ElBaradei is also right to insist that the global nonproliferation regime needs strengthening, starting with closing the loophole in the 1968 nonproliferation treaty as regards nationally owned uranium enrichment facilities. Da Silva had a point when he reportedly said in his presidential campaign that the treaty is inherently unfair. The treaty recognized the unfairness of the have and have-not regimes but struck a bargain by urging nuclear-weapon states to reduce and eliminate their own nuclear weapons, as has indeed happened, albeit slowly.

Scrapping that bargain today is not a viable option. The nonproliferation treaty remains the best hope of preventing a nuclear-armed world in which, sooner or later, a nuclear weapon will fall into the hands of irresponsible and unstable states, or of international terrorists. Yet the Bush administration's position on this issue is ambiguous, at best.
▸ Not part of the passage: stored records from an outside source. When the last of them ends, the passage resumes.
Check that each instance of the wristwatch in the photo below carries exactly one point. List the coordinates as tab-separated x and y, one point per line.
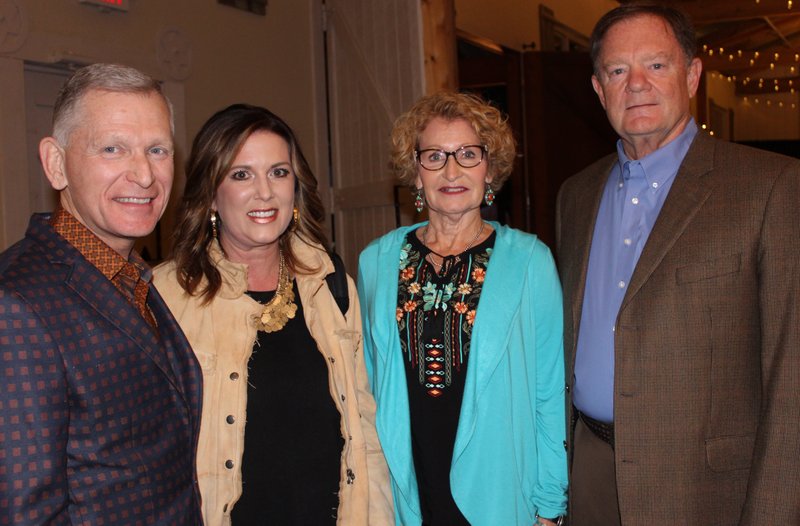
558	521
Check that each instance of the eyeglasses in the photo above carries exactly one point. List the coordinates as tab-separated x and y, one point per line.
467	156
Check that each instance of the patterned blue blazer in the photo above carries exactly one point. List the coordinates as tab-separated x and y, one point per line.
99	416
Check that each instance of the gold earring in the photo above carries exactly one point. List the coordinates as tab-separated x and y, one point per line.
213	219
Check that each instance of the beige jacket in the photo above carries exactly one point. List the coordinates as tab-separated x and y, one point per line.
223	337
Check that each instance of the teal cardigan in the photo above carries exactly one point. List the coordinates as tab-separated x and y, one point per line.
509	460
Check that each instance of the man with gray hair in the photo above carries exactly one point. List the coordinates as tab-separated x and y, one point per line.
101	393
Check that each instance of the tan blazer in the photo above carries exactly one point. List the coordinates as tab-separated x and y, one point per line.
707	341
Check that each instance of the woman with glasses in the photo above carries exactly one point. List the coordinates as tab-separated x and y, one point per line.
463	334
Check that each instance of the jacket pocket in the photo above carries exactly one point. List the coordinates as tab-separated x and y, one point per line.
709	269
730	453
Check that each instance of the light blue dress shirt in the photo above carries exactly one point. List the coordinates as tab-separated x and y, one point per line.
631	201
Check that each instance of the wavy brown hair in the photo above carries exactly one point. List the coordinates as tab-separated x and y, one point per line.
487	121
213	151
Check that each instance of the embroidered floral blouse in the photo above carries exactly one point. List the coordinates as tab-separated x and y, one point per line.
435	314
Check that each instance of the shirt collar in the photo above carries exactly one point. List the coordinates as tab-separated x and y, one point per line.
661	166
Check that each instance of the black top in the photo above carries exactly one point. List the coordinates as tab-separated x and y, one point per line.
436	310
293	441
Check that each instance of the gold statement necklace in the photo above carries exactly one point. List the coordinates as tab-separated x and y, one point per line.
281	308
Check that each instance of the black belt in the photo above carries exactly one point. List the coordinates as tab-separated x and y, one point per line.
601	430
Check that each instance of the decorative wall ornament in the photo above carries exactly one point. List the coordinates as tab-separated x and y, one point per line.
174	53
13	25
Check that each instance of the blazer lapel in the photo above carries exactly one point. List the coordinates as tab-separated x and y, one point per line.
688	193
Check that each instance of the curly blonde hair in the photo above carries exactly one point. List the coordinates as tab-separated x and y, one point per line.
489	124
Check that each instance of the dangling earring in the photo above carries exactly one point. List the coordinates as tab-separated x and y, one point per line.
213	219
419	203
488	196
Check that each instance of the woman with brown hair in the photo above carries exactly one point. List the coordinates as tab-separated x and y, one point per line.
250	286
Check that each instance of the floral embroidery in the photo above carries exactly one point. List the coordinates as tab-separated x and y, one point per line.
436	313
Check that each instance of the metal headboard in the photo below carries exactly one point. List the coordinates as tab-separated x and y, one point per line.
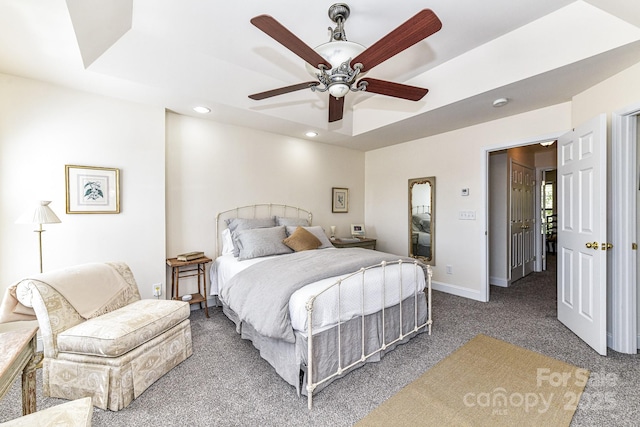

The time has come for the U.S. administration to speak with a clear voice about the undesirability of nuclear weapons - first, by silencing those in its own ranks who speak about developing new nuclear weapons for use in conflicts that are not wars of survival; second, by drafting a new United Nations Security Council effort to extend the writ of the nonproliferation treaty; and finally by ensuring that tighter rules against proliferation apply not only to distant enemies, but also to friends closer to home.

James Goodby was chief negotiator for cooperative threat reduction in the Clinton administration. He is affiliated with the Brookings Institution and the Massachusetts Institute of Technology. Kenneth Weisbrode is a councilor of the Atlantic Council of the United States.